Lazer and Avi spoke a few times in the more recent past. Each time we heard that Avi came to visit Israel, where his daughter had settled, Lazer hoped to meet him – he thought he’d have time and it was no big deal, and all of us were so busy. Three weddings on our side in the last few years, and we became grandparents less than two years ago; and Avi’s daughter got married and he became a grandfather a few months ago. He came to visit his daughter and her baby…we didn’t even know he was here because like other visits – time was short and things just got in the way, but there was time…there’s always time.

Just a few weeks ago, Avi left a comment on something I’d written. I smiled when I saw his name. He wrote, “Paula, I hope these words spread far and wide. Very well said.”

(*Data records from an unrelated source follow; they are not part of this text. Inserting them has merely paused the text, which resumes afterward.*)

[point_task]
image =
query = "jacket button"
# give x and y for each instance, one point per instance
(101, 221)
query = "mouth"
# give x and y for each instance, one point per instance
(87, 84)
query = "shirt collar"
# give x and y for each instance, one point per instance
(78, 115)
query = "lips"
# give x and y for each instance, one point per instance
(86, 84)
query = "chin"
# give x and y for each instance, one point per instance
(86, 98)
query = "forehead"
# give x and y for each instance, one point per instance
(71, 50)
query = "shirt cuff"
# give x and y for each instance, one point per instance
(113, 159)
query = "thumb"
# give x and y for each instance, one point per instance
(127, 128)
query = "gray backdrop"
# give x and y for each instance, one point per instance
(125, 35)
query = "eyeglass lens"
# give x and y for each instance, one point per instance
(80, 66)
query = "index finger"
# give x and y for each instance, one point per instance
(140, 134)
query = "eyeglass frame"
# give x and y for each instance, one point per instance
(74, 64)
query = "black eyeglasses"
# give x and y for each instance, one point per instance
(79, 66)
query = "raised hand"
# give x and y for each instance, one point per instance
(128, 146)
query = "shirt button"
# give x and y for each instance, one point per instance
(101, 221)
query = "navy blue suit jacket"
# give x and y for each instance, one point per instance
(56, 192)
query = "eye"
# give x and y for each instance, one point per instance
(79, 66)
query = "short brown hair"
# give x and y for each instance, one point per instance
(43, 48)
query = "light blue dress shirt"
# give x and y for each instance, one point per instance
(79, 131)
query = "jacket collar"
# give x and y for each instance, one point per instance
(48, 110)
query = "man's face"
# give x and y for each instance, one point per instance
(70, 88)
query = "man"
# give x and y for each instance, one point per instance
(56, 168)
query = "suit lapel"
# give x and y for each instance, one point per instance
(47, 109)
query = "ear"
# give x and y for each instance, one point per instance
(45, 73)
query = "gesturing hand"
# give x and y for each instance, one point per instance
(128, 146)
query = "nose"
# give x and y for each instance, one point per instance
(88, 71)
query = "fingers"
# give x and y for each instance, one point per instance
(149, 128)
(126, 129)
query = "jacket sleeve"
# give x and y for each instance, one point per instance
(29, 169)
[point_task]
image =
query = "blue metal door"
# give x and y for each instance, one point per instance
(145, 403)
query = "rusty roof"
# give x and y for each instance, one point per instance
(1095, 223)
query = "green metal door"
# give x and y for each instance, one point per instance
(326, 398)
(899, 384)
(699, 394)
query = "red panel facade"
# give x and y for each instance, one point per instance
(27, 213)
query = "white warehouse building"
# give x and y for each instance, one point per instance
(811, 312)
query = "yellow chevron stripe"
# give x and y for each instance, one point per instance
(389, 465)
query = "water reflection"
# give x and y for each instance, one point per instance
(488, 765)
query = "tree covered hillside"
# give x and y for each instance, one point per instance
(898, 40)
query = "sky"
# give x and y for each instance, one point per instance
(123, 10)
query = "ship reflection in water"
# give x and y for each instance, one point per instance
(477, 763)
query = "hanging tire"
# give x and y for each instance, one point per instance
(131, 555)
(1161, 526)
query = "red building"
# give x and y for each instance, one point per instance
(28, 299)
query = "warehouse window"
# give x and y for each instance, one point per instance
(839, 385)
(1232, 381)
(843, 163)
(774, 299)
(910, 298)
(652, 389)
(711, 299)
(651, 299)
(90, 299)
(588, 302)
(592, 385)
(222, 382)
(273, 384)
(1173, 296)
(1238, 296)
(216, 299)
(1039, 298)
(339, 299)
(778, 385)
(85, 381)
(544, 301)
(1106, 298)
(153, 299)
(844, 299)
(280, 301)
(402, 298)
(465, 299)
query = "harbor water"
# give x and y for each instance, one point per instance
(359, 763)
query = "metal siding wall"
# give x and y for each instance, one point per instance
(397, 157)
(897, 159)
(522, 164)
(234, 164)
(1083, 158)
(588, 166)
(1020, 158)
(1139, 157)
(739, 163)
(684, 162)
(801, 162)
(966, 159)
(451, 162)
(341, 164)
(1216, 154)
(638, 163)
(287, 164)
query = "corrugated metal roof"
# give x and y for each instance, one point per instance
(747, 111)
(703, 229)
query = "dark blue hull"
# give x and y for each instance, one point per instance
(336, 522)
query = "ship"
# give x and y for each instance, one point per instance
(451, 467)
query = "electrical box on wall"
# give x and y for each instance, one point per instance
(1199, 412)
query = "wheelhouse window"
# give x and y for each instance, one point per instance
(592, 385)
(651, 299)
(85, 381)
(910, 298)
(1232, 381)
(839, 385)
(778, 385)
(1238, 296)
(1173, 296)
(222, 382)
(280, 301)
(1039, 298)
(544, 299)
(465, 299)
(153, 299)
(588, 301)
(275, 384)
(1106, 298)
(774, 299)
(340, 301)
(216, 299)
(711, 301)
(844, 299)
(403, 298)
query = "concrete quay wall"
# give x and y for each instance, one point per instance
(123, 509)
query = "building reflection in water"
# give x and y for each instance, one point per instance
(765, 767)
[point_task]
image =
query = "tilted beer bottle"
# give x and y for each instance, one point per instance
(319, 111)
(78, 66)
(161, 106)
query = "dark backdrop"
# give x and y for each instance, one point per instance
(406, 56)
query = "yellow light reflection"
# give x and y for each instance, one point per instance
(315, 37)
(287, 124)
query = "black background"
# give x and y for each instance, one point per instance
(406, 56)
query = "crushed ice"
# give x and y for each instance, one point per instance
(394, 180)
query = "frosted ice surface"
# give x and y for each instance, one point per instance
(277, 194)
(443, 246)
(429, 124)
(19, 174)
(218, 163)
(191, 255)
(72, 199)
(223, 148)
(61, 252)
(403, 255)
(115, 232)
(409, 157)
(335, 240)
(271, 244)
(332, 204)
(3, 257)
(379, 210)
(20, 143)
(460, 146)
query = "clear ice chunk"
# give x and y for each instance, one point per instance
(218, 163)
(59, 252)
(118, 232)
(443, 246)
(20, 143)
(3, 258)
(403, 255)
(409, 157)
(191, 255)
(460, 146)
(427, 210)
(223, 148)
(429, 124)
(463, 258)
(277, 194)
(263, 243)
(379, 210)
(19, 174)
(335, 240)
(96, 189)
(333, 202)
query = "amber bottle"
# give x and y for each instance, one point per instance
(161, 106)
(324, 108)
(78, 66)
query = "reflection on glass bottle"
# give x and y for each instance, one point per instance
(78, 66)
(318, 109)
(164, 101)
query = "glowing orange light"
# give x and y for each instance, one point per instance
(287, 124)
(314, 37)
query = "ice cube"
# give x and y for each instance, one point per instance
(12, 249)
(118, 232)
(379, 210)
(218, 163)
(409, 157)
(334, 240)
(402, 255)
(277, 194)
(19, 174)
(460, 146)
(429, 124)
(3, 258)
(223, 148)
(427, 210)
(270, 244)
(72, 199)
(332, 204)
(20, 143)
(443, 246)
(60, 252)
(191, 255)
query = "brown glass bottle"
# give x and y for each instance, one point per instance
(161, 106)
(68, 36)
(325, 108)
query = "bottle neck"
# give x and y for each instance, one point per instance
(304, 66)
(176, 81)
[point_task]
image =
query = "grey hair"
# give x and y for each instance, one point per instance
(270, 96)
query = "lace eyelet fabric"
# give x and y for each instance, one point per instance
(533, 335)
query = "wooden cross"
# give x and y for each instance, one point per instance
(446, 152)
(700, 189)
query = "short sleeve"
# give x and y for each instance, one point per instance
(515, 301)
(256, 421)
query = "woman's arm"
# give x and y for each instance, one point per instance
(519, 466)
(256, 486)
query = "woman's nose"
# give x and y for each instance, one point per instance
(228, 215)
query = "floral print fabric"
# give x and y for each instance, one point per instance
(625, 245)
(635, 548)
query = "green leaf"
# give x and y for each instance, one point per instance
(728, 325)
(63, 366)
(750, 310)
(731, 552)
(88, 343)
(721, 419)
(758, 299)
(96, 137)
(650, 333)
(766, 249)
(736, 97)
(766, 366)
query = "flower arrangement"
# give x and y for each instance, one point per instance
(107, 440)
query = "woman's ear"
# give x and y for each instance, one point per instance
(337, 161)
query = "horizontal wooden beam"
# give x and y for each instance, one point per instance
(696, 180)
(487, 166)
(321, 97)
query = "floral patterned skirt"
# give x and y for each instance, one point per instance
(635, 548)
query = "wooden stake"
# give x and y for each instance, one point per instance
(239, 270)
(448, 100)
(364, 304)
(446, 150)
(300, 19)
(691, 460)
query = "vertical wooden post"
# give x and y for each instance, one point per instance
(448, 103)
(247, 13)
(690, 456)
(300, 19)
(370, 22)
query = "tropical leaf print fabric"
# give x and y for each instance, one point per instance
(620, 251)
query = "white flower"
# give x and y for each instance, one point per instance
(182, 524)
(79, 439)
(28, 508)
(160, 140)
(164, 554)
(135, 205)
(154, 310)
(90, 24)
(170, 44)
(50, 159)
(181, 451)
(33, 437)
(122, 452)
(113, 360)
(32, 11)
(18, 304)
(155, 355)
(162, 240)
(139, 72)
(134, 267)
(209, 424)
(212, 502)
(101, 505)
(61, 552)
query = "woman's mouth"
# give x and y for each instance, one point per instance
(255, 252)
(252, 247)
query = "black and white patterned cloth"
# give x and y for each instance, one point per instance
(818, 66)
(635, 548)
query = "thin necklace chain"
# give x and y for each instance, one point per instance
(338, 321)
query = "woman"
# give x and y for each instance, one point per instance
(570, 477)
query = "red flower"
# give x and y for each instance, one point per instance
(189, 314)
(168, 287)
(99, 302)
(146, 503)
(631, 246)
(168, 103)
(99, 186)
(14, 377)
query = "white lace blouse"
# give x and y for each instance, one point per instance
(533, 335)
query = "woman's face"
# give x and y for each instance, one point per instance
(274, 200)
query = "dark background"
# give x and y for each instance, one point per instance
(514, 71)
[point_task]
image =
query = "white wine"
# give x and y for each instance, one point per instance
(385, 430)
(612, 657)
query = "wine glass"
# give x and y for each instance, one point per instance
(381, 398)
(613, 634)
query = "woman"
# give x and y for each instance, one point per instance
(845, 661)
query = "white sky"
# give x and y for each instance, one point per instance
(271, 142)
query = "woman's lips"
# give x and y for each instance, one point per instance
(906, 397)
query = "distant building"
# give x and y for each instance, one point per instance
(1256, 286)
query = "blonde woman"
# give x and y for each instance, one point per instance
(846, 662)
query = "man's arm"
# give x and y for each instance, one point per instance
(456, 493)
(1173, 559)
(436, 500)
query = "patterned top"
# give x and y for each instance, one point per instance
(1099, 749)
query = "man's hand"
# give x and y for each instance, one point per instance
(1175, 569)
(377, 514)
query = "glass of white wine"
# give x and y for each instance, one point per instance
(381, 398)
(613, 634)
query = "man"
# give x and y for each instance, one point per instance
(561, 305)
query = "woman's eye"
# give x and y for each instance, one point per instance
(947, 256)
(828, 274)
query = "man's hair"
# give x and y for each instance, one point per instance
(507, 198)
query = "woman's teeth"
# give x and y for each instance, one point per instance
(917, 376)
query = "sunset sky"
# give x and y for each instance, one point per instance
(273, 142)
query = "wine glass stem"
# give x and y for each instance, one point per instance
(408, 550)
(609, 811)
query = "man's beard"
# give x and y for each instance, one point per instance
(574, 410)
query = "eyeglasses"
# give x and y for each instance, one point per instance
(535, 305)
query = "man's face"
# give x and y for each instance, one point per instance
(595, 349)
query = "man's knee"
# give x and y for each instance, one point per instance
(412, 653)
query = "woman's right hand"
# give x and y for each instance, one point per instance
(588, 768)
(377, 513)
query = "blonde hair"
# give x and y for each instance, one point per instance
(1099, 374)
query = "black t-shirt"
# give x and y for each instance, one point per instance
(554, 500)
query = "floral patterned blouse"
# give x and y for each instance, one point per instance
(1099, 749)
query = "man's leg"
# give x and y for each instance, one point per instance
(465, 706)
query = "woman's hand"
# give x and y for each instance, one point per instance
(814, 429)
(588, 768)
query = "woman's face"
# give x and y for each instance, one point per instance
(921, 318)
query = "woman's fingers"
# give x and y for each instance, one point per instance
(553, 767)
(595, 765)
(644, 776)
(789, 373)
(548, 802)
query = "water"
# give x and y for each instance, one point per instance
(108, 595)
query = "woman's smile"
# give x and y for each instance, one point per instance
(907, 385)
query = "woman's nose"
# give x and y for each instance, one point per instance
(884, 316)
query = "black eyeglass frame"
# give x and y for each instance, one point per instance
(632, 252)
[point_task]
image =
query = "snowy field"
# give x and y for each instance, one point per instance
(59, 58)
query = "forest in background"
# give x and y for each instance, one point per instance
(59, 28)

Avi died this past Saturday, here in Israel and was buried on Sunday in Jerusalem. I always knew he would end up in Israel…I just didn’t think it would be like this. He’ll never know how much his approval and blessing meant to me as I married his best friend; how he made me feel welcomed into the inner circle of Lazer’s life. I knew that Lazer came from a world of Orthodox Jews and I was only on the fringe because I wasn’t born into a religious family myself. I chose to become religious which, for too many wasn’t really the same as being born into it. But Avi and his smile conquered all, never seemed to judge, always seemed to encourage.

What Avi gave me in each of our meetings was acceptance; what he gave his family was love; what he gave so many patients of his was his knowledge and dedication. He was, in every sense of the word, a true and best friend to Lazer. I can’t imagine what his family is feeling now. I can only hope that through the pain, they can look at the pictures of him and see that he seems to always be smiling.

May his memory be blessed and may his children, granddaughter, and future grandchildren always be blessed for having come from such goodness.

Avi, I know that the memory of you, the smiles and goodness that you brought into this world will be spread far and wide. You will be missed…you already are.

4 Comments

  1. Arielle, you can’t imagine how much I wish your father remained a reader and not IN the blog. He was much loved and I am so sorry that he isn’t around now to write me those occasional notes. Thank you for telling me he loved reading here – I loved hearing from him and knowing he and Lazer always had that very special connection. May his memory always bring you smiles.